A Quick Guide to Polling: Part 4
Do it yourself polling = Campaign Malpractice
Week one we went over some basic polling terms: Read Part 1 here. Week two was Benchmark and Tracking polls: Read Part 2 here. Last week we covered how to hire a pollster: Read Part 3 here. This week we cover why do it yourself polling is campaign malpractice.
So, now that you understand the basics of polling, why can’t you do it yourself? Here are several reasons.
First, there is an art to developing a reliable polling model that takes a lot of work and years of experience to be good at. If you aren’t polling people who are going to vote, the information you get is useless.
Second, although you will have input into what topics the questions will be there is a science to writing questions that will give you reliable results. Polling language needs to be carefully crafted.
Third, you want an experienced call center team to do your calls. Improperly trained (or untrained) callers can have a huge impact on your results.
Finally, pollsters use specialized software to crunch your numbers and come up with your results. You can’t simply plug a benchmark poll into an Excel spread sheet and expect to get useful data.
Two quick stories:
Several years ago I had a potential client tell me during a meeting in his office that the campaign had a poll in the field at that moment. Who was doing the poll? He took me to the back room of his office and showed me three teenagers making calls. How had they selected who they were calling? He said, “I gave the interns phone books and to them to randomly call people from the books.”

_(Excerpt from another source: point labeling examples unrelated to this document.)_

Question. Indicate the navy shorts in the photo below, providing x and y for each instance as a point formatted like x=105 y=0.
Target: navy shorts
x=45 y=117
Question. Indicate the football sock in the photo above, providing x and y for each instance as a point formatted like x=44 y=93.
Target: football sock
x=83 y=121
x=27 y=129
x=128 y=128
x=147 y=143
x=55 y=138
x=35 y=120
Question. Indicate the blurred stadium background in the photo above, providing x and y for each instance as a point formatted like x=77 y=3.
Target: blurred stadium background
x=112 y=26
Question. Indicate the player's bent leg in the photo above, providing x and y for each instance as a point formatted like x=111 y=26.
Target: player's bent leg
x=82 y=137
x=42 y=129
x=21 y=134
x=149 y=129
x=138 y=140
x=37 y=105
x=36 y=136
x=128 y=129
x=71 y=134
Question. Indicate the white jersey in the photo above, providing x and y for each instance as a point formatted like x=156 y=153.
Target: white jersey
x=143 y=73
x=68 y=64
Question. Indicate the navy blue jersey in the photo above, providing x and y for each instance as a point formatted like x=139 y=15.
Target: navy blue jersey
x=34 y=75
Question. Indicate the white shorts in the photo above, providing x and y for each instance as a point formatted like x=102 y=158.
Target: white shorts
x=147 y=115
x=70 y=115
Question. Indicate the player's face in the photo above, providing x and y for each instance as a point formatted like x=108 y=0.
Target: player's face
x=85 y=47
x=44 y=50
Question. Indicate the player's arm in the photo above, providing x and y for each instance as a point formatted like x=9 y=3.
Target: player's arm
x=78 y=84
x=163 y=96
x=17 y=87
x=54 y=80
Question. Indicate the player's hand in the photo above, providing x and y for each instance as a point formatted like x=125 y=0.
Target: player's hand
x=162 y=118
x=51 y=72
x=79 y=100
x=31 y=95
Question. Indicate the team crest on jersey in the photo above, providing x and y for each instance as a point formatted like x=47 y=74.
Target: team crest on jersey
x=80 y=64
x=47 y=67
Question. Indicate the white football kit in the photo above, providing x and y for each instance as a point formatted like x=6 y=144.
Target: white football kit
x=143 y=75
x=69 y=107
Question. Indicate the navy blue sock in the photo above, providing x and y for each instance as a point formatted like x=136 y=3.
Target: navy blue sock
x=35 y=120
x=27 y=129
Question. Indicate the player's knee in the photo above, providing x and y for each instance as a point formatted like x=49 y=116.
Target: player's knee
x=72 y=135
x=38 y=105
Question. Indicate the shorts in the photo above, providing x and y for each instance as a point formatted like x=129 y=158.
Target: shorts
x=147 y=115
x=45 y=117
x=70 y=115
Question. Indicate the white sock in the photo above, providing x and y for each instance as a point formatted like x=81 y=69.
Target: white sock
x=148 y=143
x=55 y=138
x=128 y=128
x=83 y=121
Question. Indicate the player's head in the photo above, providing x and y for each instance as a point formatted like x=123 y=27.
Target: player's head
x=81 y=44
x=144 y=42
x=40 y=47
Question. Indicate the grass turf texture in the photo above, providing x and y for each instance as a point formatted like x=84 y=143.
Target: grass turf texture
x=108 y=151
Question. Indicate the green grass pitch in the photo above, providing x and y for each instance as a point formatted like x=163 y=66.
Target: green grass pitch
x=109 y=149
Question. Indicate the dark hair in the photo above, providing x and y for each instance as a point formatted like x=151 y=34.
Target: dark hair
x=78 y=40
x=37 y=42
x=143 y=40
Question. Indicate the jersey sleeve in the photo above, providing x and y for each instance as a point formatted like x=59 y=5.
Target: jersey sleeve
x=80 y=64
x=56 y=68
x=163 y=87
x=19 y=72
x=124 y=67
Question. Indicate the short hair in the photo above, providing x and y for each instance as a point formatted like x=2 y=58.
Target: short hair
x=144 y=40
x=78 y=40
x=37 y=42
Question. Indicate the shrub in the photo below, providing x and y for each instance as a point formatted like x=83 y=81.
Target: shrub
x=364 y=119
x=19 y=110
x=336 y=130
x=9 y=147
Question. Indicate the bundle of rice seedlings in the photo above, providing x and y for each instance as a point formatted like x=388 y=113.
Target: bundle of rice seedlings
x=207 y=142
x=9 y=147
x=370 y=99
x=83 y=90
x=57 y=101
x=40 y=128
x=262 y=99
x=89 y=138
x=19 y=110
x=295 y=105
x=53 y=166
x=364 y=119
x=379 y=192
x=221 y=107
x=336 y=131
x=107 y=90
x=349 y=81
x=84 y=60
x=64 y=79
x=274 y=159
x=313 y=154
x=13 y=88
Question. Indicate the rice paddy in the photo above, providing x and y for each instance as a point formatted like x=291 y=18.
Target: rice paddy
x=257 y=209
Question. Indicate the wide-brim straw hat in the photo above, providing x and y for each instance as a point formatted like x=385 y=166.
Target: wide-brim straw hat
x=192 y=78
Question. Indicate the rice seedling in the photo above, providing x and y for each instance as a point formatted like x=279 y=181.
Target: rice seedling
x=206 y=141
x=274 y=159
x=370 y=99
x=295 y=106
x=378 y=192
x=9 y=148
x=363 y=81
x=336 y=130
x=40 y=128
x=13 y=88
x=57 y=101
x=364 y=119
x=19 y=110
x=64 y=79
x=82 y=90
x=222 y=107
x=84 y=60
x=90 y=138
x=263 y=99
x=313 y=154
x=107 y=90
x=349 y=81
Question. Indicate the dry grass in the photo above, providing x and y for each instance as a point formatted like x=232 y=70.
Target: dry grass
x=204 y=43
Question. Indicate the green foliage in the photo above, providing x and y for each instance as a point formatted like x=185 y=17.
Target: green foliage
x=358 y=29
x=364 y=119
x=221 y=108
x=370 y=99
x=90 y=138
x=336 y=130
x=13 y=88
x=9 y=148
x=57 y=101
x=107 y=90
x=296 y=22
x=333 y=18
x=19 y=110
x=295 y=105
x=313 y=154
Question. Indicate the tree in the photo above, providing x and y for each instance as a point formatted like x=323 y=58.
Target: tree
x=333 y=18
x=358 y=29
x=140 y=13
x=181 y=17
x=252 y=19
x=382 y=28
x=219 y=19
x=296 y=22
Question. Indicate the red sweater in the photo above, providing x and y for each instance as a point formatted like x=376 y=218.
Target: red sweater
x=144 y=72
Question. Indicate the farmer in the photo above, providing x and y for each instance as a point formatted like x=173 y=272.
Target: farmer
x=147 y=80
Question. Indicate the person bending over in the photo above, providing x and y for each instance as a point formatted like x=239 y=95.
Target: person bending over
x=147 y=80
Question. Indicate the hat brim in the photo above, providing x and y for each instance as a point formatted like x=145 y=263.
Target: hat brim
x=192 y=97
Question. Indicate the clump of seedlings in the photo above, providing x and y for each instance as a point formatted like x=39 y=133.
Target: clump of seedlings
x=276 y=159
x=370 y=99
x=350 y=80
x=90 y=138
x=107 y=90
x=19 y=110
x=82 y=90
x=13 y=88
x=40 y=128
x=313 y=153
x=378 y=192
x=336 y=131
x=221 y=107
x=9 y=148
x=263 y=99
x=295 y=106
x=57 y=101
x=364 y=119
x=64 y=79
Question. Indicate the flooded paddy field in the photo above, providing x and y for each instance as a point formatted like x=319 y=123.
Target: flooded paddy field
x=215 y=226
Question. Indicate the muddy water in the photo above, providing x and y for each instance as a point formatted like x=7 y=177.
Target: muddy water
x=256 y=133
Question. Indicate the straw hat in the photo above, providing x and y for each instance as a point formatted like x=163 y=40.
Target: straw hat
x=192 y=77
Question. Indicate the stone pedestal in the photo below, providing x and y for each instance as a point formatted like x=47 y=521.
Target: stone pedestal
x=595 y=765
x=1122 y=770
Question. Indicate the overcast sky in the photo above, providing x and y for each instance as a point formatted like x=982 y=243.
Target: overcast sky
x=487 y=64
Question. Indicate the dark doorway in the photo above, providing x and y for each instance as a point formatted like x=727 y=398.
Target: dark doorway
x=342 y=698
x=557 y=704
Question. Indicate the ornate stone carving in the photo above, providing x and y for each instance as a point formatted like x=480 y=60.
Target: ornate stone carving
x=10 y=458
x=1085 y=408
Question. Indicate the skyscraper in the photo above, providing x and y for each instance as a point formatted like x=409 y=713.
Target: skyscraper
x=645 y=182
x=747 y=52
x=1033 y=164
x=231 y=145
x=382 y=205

I decided right then and there I wanted no part of that campaign. He sent me an e-mail that night saying the poll show them up by 31 points and that they would win easily in the fall. They lost by 17 points and only spent about 1/3 of the money they had raised.
In a more recent campaign cycle I was polling in a community I was familiar with, using a pollster who had polled there many times before. The pollster called the first night we were in the field telling me it was going to take longer than he thought, because our response rate was so low. He went on to tell me that they were getting a lot of hang ups, and several of the people they had called had told them they were polled by someone the week before and that the callers were so rude they would never agree to be polled again.
Through the grapevine I found out that a candidate in another race had poll the week before us. He had some friends make his calls. He was also telling people that his poll showed he would win easily. He lost by less than 100 votes.
In the first instance, the campaign was run so badly a reliable poll probably wouldn’t have helped, but in the second instance a good poll would have almost certainly have effected the outcome.